What does “expressiveness” via LOC per commit measure in practice? - dsberkholz
http://redmonk.com/dberkholz/2013/03/26/what-does-expressiveness-via-loc-per-commit-measure-in-practice/

======
drharris
Good article, but I'm even more skeptical of using LOC as a measure of
expressiveness (whatever that means). I think expressiveness has more to do
with how "native" a language feels to you. Just like a hispanic might think in
Spanish, I think in English, and we are each more expressive in our home
language. I would probably butcher Scala code, but a Python guy would butcher
C#. I also think this metric ignores boilerplate code. In C#, I make a new
class and it pre-fills a ton of boilerplate. One could debate that this is
"expressive", but it's something that a native speaker doesn't even notice;
our eyes ignore the framework and go straight to what matters. Same for long
function prototypes and object types.

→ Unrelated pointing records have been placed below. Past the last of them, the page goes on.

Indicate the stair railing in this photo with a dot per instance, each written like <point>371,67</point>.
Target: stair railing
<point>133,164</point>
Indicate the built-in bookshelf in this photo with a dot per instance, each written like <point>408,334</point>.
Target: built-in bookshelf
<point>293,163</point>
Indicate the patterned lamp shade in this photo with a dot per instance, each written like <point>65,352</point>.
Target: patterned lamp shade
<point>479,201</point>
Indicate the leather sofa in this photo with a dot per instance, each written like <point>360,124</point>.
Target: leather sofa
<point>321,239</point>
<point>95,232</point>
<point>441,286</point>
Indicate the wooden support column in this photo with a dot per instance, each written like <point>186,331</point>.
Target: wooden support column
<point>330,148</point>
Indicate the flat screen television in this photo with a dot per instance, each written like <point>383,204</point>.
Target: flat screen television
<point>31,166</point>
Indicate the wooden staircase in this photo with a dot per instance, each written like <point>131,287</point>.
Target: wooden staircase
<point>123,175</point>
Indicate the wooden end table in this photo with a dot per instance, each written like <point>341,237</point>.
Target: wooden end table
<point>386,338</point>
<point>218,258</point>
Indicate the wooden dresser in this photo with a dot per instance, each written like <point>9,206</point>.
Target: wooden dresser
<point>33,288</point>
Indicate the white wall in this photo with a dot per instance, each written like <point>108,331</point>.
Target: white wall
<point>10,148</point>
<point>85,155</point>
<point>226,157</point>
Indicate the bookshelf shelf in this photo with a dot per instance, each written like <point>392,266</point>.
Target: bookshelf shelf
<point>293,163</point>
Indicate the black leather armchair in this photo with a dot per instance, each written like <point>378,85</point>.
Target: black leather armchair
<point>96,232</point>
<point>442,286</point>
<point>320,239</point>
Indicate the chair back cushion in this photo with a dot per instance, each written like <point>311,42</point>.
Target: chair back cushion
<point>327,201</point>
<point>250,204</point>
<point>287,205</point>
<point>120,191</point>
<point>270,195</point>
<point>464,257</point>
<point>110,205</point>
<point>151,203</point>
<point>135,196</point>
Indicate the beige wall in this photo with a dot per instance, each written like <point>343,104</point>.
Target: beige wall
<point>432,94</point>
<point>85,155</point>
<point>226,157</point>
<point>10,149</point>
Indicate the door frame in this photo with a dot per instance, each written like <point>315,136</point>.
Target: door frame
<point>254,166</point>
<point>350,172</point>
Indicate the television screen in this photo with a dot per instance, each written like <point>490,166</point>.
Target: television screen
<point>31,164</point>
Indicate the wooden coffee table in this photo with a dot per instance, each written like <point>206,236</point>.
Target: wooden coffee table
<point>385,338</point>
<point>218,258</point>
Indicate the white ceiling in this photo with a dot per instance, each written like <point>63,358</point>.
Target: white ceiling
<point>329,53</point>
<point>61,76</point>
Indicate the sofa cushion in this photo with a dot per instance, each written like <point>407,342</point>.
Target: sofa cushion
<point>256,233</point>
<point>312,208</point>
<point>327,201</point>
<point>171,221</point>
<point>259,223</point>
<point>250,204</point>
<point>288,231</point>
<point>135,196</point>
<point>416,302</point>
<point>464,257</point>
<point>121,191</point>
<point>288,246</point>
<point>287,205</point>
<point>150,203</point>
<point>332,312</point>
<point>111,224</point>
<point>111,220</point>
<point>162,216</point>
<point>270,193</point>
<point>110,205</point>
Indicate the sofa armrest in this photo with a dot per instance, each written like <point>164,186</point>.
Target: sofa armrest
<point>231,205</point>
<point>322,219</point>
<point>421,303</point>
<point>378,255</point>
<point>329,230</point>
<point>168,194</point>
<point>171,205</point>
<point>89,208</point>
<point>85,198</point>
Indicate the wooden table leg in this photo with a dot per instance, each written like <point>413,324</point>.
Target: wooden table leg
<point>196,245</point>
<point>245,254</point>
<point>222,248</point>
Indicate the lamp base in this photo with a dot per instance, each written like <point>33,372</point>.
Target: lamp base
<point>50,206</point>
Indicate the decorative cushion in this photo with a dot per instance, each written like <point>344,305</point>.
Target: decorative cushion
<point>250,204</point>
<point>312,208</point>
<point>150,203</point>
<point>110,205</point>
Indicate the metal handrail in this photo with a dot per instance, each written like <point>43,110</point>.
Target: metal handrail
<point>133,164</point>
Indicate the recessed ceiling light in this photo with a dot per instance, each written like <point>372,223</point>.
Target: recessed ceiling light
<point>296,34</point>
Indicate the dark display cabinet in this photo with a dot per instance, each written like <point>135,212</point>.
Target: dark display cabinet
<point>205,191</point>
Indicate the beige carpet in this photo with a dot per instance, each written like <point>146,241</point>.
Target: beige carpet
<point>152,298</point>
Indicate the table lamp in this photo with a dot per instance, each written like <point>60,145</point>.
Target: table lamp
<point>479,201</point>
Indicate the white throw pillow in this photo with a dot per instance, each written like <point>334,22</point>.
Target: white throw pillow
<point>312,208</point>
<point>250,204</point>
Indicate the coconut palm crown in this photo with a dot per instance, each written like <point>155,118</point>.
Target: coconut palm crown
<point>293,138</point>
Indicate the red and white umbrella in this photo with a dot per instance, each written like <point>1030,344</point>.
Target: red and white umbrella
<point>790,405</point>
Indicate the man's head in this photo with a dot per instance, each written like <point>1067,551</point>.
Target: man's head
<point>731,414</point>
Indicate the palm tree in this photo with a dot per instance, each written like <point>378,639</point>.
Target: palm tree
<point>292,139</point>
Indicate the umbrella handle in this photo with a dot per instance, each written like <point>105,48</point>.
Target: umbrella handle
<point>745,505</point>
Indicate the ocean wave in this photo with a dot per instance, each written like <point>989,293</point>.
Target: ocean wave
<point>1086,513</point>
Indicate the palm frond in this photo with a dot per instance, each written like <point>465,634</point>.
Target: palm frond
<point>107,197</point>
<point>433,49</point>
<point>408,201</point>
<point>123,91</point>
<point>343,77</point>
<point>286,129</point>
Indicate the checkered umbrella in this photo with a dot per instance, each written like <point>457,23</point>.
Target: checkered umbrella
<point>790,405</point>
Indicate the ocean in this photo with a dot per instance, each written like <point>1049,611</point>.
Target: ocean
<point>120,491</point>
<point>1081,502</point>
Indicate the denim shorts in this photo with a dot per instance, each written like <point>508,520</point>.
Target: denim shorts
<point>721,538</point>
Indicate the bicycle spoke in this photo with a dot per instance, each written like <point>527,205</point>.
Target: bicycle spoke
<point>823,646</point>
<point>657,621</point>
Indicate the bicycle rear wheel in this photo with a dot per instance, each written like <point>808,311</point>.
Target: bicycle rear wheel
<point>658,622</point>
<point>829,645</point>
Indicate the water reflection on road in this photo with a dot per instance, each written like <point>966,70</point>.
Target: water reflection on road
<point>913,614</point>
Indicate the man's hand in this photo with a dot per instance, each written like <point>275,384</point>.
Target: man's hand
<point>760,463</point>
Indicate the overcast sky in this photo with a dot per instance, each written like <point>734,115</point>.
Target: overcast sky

We're not typing every line of code;
most of them are typed for us.

It also ignores coding standard guidelines that many people follow, including
hungarian notation, or expressive variable names, which can make lines of code
get split up even though the naming conventions themselves might be considered
more understandable because of it. Established languages are more likely to
follow this pattern than the arcane notation used by most modern functional
languages.

In the end, languages to the "more LOC" side of the list feel more native to
me than those on the "less LOC" side of the list, and so I feel I'm more
expressive in them, despite the statistic. I think LOC is not a useful
measurement for anything, really, except for linkbait.